Troubleshooting pacemaker: Pacemaker IP doesn’t appear in ifconfig

People who are used to manage our network devices through ifconfig, we find some trouble when putting a virtual IP in pacemaker, because we can’t see it. If we type ip addr there it is, but not with ifconfig. To make it visible we just need to use iflabel=”label” option, and we will see the IP, and with “ip addr” we will now fast which is the server IP and which is the service IP in pacemaker:

#crm configure show
(...)
primitive IP_VIRTUAL ocf:heartbeat:IPaddr2
params ip="10.0.0.11" cidr_netmask="32" iflabel="IP_VIRTUAL"
op monitor interval="3s"
meta target-role="Started"
(...)

IMPORTANT: Device label accept only 10 characters. If we put more than 10, pacemaker won’t be able to start the virtual IP and will fail (this gave me some headaches :D). Make sure you put 10 characters at most.

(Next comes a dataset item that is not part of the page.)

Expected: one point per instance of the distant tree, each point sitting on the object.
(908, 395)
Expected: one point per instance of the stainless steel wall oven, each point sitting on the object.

Without iflabel it doesn’t appear in ifconfig and isn’t labeled in ip addr:

# ip addr
1: lo: mtu 16436 qdisc noqueue state UNKNOWN
link/loopback 00:00:00:00:00:00 brd 00:00:00:00:00:00
inet 127.0.0.1/8 scope host lo
inet6 ::1/128 scope host
valid_lft forever preferred_lft forever
2: eth0: mtu 1500 qdisc pfifo_fast state UP qlen 1000
link/ether 00:50:56:9e:3c:94 brd ff:ff:ff:ff:ff:ff
inet 10.0.0.1/24 brd 10.0.0.255 scope global eth0
inet 10.0.0.11/32 brd 10.0.0.11 scope global eth0
inet 10.0.0.12/32 brd 10.04.0.12 scope global eth0
inet 10.0.0.13/32 brd 10.0.0.13 scope global eth0
inet 10.0.0.14/32 brd 10.0.0.14 scope global eth0
inet6 fe80::250:56ff:fe9e:3c94/64 scope link
valid_lft forever preferred_lft forever
# ifconfig
eth0 Link encap:Ethernet HWaddr 00:50:56:9E:3C:94
inet addr:10.0.0.1 Bcast:10.10.0.255 Mask:255.255.255.0
inet6 addr: fe80::250:56ff:fe9e:3c94/64 Scope:Link
UP BROADCAST RUNNING MULTICAST MTU:1500 Metric:1
RX packets:1825681745 errors:0 dropped:0 overruns:0 frame:0
TX packets:2044189443 errors:0 dropped:0 overruns:0 carrier:0
collisions:0 txqueuelen:1000
RX bytes:576307237739 (536.7 GiB) TX bytes:605505888813 (563.9 GiB)

lo Link encap:Local Loopback
inet addr:127.0.0.1 Mask:255.0.0.0
inet6 addr: ::1/128 Scope:Host
UP LOOPBACK RUNNING MTU:16436 Metric:1
RX packets:924190306 errors:0 dropped:0 overruns:0 frame:0
TX packets:924190306 errors:0 dropped:0 overruns:0 carrier:0
collisions:0 txqueuelen:0
RX bytes:415970933288 (387.4 GiB) TX bytes:415970933288 (387.4 GiB)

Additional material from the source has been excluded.